Not to mention the direct results of climate change: wildfires, floods, droughts and so on.

“We have enough science and enough economics to show that there are damages resulting from us releasing CO2 into the atmosphere. We know that that is not a free thing,” University of Chicago public policy professor Amir Jina said. “And yet, we are artificially setting it as free because we’re not paying the price of that externality.”

He said economists nearly unanimously support a carbon tax, a cap-and-trade program or some other way to put a price on carbon emissions.

Collective action

Few nations have taken the necessary steps to meet the emissions reduction pledges they made in Paris, according to the most recent United Nations emissions gap report.

Even those pledges would fall far short of the Paris goal of limiting global warming below 2 degrees Celsius, the report adds. Reaching that target will take “unprecedented and urgent action.” A 2016 report said an additional $5.2 trillion investment in renewable energy will be necessary worldwide over the next 25 years.

Trump’s statement — “we’re going to be clean, but they’re not, and it costs a lot of money” — sums up why nations are reluctant to act: no one wants to take on burdens that they think others won’t.

“It’s the thing which has been dogging action on climate change for generations,” Jina said.

“We only really solve the problem if everybody acts together,” he added. “And if enough people are not acting, then we don’t.”

Paris depends on countries following through on increasingly ambitious emissions cuts.

Each country decides what it is willing to do.
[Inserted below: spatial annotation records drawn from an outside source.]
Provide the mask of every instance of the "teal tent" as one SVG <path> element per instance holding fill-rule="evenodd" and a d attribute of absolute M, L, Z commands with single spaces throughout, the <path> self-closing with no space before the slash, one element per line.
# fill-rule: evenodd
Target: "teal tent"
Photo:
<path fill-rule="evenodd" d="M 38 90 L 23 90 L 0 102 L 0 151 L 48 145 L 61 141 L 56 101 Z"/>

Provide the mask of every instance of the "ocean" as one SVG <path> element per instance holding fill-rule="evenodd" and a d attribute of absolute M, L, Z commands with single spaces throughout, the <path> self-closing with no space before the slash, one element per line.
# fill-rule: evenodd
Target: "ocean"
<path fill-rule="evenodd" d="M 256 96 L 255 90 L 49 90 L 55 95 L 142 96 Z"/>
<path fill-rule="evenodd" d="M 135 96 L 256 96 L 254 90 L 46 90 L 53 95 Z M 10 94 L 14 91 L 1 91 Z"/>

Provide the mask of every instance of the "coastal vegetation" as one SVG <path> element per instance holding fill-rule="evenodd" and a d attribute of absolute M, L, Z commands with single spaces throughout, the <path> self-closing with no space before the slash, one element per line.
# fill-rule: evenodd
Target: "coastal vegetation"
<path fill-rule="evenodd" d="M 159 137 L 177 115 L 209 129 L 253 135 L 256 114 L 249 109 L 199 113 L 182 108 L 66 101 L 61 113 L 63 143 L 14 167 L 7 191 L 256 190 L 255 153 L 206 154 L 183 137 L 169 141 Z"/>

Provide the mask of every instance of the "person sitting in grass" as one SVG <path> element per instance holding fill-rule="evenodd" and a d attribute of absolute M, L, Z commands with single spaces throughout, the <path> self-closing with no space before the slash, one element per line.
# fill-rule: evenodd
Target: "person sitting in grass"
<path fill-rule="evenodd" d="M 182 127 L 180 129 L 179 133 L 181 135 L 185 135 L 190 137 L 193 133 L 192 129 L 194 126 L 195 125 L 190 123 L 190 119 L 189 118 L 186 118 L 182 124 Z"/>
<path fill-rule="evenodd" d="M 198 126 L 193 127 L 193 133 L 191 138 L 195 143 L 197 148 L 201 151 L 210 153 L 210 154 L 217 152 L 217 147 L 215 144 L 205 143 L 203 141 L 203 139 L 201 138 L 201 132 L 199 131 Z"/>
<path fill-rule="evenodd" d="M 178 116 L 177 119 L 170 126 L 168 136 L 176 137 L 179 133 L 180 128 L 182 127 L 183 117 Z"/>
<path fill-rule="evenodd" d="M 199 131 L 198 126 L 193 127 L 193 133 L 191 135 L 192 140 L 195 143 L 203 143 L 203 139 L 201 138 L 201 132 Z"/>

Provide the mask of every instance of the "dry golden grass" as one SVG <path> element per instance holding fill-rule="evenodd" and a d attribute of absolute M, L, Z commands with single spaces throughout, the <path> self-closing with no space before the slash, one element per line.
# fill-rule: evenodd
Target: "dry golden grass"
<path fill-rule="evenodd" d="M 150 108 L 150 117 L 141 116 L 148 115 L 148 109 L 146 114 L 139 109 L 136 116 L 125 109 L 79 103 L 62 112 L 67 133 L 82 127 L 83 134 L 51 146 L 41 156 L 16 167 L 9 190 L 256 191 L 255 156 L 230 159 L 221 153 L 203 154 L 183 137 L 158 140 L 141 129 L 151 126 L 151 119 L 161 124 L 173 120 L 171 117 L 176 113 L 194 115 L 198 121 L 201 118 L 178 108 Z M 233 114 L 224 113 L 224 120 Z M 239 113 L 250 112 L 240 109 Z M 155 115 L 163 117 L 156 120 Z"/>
Every five years, countries come together and show their progress.

“You over time build confidence in each other,” Pizer said. “Ideally, you ratchet up the commitments as you see your actions reciprocated by other countries.”

Trump’s backpedaling on the U.S. commitment raises questions about the prospects.

However, the first of these check-ins is five years away. Trump can’t formally withdraw the United States from the agreement until 2020.

Pizer notes that the predecessor to the Paris Agreement, the Kyoto Protocol, failed in part because it imposed caps on countries’ carbon emissions, and most of the world balked.

“In my mind, this is the best we can do,” he said. “If there were a different way to do it, I’d be all over that.”